Ports Seafood can be trusted to present its fish accurately. The trouble is, Ports claims, chefs these days are saturated with vendors making all kinds of claims, trying to make all kinds of deals. You can see how integral vendors can potentially get lost in a competitive market. With chefs increasingly cognizant of the story behind their fish, Ports warns, they need to be careful that in their search for the right story they are not being misguided in regards to price.
Irreverently funny and transparent with his thoughts, Ports is a straight shooter. On the controversial topic of fisheries, he says: I don’t have a problem with farmed fish if done right. He explained that much of the negative chatter about fisheries has a fundamental animal protein bias at its core.
Looking to the future, Ports believes aquaculture will be an increasingly critical seafood source. Wild fish populations are dwindling and thus getting more expensive in a changing climate where oceans and lakes are not immune. Fisheries can be problematic too: fish survival rates are notoriously unpredictable, and they struggle with issues like fish waste and capital loss from escaped fish.
In contrast, aquaculture is proving a reliable, land-based, closed system where waste is limited and quality control is high. Yet it remains an idea still finding its feet. In the meantime, Ports Seafood stands as a beacon in the sea of fresh fish companies.
Ports Seafood was originally located at Pier 28 in San Francisco, an area Tim Ports refers to as the fish ghetto. In a cost cutting move, he relocated away from the The Embarcadero in the early 2000s. The company, now settled in the Bayview District, takes great pride in its unparalleled, state-of-the-art facility and its vast array of fish from all over the world.
When it comes to building a company, Tim recommends: Start with people you like. I spend more time with these people than my family. He credits his colleagues — many of whom are Ports Seafood originals who date back to 1993 — for the company’s continued success.

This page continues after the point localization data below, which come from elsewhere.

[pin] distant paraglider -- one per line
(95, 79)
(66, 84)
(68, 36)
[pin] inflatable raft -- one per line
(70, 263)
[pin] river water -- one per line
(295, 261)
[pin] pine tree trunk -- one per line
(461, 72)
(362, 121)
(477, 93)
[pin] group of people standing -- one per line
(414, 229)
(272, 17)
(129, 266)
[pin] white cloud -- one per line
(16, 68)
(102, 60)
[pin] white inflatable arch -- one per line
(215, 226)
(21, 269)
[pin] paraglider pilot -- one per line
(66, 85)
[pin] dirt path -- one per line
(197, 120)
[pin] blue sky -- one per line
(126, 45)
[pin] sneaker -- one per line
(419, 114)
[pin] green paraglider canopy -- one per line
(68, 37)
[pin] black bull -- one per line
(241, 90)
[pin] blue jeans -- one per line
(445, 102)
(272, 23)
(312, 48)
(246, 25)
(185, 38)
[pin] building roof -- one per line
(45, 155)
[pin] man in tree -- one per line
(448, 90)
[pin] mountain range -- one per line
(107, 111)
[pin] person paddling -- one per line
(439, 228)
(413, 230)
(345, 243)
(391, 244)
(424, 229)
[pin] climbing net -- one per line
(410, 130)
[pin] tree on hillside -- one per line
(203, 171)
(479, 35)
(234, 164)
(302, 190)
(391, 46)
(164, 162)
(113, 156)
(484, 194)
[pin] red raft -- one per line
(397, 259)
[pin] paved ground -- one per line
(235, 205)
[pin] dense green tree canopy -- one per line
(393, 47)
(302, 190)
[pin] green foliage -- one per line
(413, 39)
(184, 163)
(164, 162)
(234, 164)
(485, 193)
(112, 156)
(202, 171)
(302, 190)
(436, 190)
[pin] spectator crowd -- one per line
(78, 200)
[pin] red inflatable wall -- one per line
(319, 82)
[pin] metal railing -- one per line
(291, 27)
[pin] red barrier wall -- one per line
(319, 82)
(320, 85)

Walking around the Ports Seafood facility at 4:15 am with Tim as my guide, I was introduced to the team of workers receiving and preparing the fish. There was a palpable camaraderie in the spacious, temperature-controlled space.
The cutters — a mixed group of men and women — worked with focus and dexterity, perfectly portioning the fish. Tim proudly shared that all his cutters are trained in-house. Some are naturals, others take longer to hone their craft. It’s all about precision and attention to detail.
The quantity and variety of fresh fish and shellfish on display, being readied for delivery to a chef later that morning, was stunning. Tuna from Marshall Island, mahi mahi from Japan, salmon from Scotland, sole from Astoria, Oregon…
Later, sitting with Tim Ports and two of his fellow pirates, Dave Ceragioli and Monica Lundberg, in the (much warmer) office, I listened carefully as they discussed the intricacies of the fresh fish business. After more than 25 years in the industry, these veterans still had shoals of enthusiasm for the topic.
For seafood lifers, this is more than just a job, Tim said. Everybody in here is passionate about what we do. There’s no college degree. You start in this business by driving a forklift or hooking a crab.
You either walk in the facility at 4:00 am on a Friday with all the fish coming in and say, ‘Wow!’
Or you go, ‘This stinks!’ You either get it or you don’t.
Every May, when I come to work and smell a fresh tote of King Salmon come in, I get very excited. After all these years. This is how I know I’m still in the right place.